The data lakehouse pattern combines the low-cost, schema-flexible storage of a data lake (files on object storage: S3, GCS, ADLS) with the ACID transactions, schema enforcement, and query optimization traditionally associated with data warehouses. The three leading open table formats — Delta Lake (Databricks), Apache Iceberg (Netflix, Apple), and Apache Hudi (Uber) — implement transaction logs on object storage, enabling ACID writes, time travel, schema evolution, and partition pruning without a proprietary warehouse engine.

Key Points

  • Delta Lake stores a _delta_log directory alongside Parquet data files; each transaction appends a JSON commit entry recording adds, removes, and metadata — enabling ACID without a centralized lock manager.

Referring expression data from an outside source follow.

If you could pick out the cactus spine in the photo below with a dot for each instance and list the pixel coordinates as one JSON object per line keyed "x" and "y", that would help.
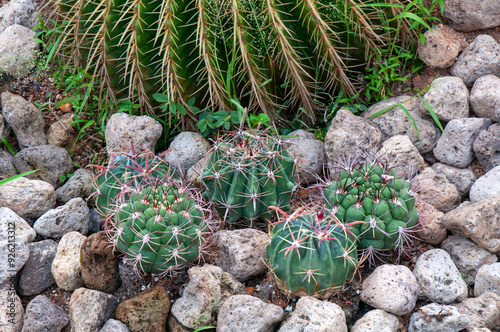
{"x": 248, "y": 172}
{"x": 311, "y": 253}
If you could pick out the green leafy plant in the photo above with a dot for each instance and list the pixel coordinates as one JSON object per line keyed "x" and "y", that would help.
{"x": 311, "y": 253}
{"x": 247, "y": 172}
{"x": 271, "y": 55}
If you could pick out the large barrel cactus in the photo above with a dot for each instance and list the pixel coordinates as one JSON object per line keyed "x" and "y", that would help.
{"x": 271, "y": 53}
{"x": 158, "y": 226}
{"x": 125, "y": 171}
{"x": 311, "y": 253}
{"x": 382, "y": 204}
{"x": 248, "y": 172}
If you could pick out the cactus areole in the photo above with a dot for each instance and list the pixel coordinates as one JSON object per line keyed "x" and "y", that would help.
{"x": 127, "y": 170}
{"x": 382, "y": 204}
{"x": 248, "y": 172}
{"x": 158, "y": 226}
{"x": 311, "y": 254}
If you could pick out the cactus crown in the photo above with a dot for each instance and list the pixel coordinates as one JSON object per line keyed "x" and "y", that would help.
{"x": 248, "y": 172}
{"x": 367, "y": 192}
{"x": 126, "y": 171}
{"x": 311, "y": 253}
{"x": 158, "y": 225}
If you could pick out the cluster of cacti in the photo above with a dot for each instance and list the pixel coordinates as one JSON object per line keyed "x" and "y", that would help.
{"x": 374, "y": 195}
{"x": 271, "y": 54}
{"x": 311, "y": 253}
{"x": 124, "y": 171}
{"x": 159, "y": 226}
{"x": 156, "y": 222}
{"x": 248, "y": 172}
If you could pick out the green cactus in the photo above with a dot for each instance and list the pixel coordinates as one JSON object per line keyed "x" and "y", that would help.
{"x": 311, "y": 253}
{"x": 126, "y": 170}
{"x": 248, "y": 172}
{"x": 274, "y": 54}
{"x": 381, "y": 203}
{"x": 158, "y": 226}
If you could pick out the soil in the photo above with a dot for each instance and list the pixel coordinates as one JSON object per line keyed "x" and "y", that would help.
{"x": 40, "y": 88}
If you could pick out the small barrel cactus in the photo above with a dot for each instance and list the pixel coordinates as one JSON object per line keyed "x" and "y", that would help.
{"x": 311, "y": 253}
{"x": 159, "y": 226}
{"x": 124, "y": 171}
{"x": 248, "y": 172}
{"x": 372, "y": 195}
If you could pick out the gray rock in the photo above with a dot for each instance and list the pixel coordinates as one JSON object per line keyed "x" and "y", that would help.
{"x": 467, "y": 256}
{"x": 7, "y": 168}
{"x": 209, "y": 286}
{"x": 242, "y": 252}
{"x": 4, "y": 128}
{"x": 479, "y": 222}
{"x": 25, "y": 120}
{"x": 480, "y": 58}
{"x": 309, "y": 153}
{"x": 51, "y": 162}
{"x": 248, "y": 313}
{"x": 455, "y": 146}
{"x": 18, "y": 51}
{"x": 311, "y": 314}
{"x": 72, "y": 216}
{"x": 438, "y": 317}
{"x": 439, "y": 49}
{"x": 486, "y": 186}
{"x": 435, "y": 189}
{"x": 193, "y": 174}
{"x": 431, "y": 231}
{"x": 461, "y": 178}
{"x": 487, "y": 147}
{"x": 482, "y": 311}
{"x": 66, "y": 267}
{"x": 396, "y": 122}
{"x": 99, "y": 264}
{"x": 448, "y": 97}
{"x": 186, "y": 150}
{"x": 28, "y": 198}
{"x": 61, "y": 132}
{"x": 36, "y": 274}
{"x": 470, "y": 15}
{"x": 79, "y": 185}
{"x": 400, "y": 149}
{"x": 485, "y": 97}
{"x": 376, "y": 321}
{"x": 392, "y": 288}
{"x": 123, "y": 130}
{"x": 12, "y": 313}
{"x": 90, "y": 309}
{"x": 349, "y": 134}
{"x": 487, "y": 279}
{"x": 113, "y": 325}
{"x": 15, "y": 234}
{"x": 22, "y": 12}
{"x": 43, "y": 315}
{"x": 439, "y": 278}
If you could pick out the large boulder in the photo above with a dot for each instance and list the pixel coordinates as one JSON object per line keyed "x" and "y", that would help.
{"x": 471, "y": 15}
{"x": 18, "y": 51}
{"x": 123, "y": 131}
{"x": 25, "y": 120}
{"x": 395, "y": 121}
{"x": 479, "y": 222}
{"x": 349, "y": 134}
{"x": 478, "y": 59}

  • Apache Iceberg uses a tree of metadata: table metadata → snapshot → manifest list → manifest files → data files; each snapshot is immutable, enabling time-travel queries and concurrent writers.

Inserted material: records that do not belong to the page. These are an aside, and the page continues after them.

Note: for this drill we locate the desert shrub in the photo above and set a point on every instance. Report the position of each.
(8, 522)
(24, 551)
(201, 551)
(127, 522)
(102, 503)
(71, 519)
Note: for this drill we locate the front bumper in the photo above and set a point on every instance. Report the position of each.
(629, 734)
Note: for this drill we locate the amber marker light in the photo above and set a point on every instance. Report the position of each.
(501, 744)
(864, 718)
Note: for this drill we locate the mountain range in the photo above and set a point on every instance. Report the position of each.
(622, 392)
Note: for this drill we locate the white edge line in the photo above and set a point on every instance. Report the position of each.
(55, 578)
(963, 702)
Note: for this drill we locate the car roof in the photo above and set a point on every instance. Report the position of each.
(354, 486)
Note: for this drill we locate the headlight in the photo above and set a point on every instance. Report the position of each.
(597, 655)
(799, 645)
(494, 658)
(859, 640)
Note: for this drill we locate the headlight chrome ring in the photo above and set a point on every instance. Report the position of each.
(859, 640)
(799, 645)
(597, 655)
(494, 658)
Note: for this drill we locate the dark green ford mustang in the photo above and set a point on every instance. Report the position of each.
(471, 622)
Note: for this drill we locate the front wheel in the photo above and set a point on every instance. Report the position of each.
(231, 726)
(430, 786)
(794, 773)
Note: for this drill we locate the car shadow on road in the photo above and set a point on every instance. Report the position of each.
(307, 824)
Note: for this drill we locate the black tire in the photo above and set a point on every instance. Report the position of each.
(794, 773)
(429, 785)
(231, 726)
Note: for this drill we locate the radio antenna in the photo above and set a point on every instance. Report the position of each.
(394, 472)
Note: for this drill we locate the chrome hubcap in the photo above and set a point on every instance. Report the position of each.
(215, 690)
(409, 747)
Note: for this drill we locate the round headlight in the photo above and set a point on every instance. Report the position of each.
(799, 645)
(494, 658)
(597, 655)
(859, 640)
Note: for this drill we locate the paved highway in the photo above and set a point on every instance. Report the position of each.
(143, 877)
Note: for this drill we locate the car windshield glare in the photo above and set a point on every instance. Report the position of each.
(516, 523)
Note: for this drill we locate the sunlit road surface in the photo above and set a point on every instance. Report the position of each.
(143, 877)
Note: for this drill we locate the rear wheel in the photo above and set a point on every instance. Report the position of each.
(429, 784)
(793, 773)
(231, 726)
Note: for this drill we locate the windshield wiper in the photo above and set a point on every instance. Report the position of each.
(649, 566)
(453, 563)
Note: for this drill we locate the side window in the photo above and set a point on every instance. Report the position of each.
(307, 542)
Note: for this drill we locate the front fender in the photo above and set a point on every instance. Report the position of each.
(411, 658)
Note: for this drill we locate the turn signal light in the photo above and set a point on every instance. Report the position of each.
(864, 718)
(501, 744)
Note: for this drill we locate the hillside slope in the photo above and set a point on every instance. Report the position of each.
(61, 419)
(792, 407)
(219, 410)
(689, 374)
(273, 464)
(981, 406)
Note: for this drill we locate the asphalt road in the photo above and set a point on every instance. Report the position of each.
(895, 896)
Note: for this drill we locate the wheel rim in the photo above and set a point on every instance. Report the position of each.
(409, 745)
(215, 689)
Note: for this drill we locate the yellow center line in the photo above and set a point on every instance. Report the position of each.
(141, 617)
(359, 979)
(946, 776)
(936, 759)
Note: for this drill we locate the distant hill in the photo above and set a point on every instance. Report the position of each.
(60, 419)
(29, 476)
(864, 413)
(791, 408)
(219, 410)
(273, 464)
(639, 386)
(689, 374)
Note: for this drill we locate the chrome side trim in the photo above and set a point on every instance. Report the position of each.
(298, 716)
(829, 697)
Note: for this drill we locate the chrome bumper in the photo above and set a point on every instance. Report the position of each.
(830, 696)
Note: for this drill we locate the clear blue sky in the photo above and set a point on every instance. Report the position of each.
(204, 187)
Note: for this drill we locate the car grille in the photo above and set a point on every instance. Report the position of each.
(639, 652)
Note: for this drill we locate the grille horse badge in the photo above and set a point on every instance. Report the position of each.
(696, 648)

  • Apache Hudi supports two table types: Copy-On-Write (COW, rewrites Parquet on each update — better for read-heavy) and Merge-On-Read (MOR, appends delta logs, merges at read time — better for write-heavy).

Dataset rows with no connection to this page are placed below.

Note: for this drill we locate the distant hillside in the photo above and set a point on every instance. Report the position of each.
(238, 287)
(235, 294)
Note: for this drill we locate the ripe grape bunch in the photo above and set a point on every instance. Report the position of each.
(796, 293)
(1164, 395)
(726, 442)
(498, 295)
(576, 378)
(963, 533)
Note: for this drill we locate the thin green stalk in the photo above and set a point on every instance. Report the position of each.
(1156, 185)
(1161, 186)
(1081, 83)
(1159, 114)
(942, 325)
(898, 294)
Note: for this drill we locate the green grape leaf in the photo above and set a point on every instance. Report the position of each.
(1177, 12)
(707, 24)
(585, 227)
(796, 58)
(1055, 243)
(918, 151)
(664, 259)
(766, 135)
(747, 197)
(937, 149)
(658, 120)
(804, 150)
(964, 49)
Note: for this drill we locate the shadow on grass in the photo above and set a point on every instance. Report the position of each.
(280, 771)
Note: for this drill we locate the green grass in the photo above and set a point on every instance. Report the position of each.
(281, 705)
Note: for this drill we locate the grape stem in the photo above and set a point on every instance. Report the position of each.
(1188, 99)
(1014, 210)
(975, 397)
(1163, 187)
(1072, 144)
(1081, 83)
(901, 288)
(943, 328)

  • Time travel: SELECT * FROM orders VERSION AS OF '2024-01-01' (Delta) or AS OF SNAPSHOT 12345 (Iceberg) — critical for audit, ML feature reproducibility, and debugging pipelines.
  • Schema evolution: adding, renaming, or dropping columns without rewriting data files — Iceberg tracks schema history in metadata; consumers can read old files with the current schema using column mapping.
  • Partition evolution in Iceberg allows changing the partitioning scheme (e.g., from partition by month to partition by day) without rewriting existing data — new writes use new partition spec.
  • Open table formats decouple storage from compute: the same Iceberg table can be queried by Spark, Flink, Trino, Dremio, Athena, Snowflake external tables, and BigQuery Omni.
  • Data compaction (small file problem): streaming writes produce many small Parquet files; scheduled compaction jobs merge them into larger files (128 MB–1 GB target) to improve read performance.

Real-World Example

Netflix open-sourced Apache Iceberg after building it to solve concurrent write correctness on their S3 data lake (Spark jobs conflicting without ACID). Uber built Apache Hudi to enable incremental data ingestion with upsert semantics — updating existing records in their 100+ PB Hive data lake without full rewrites.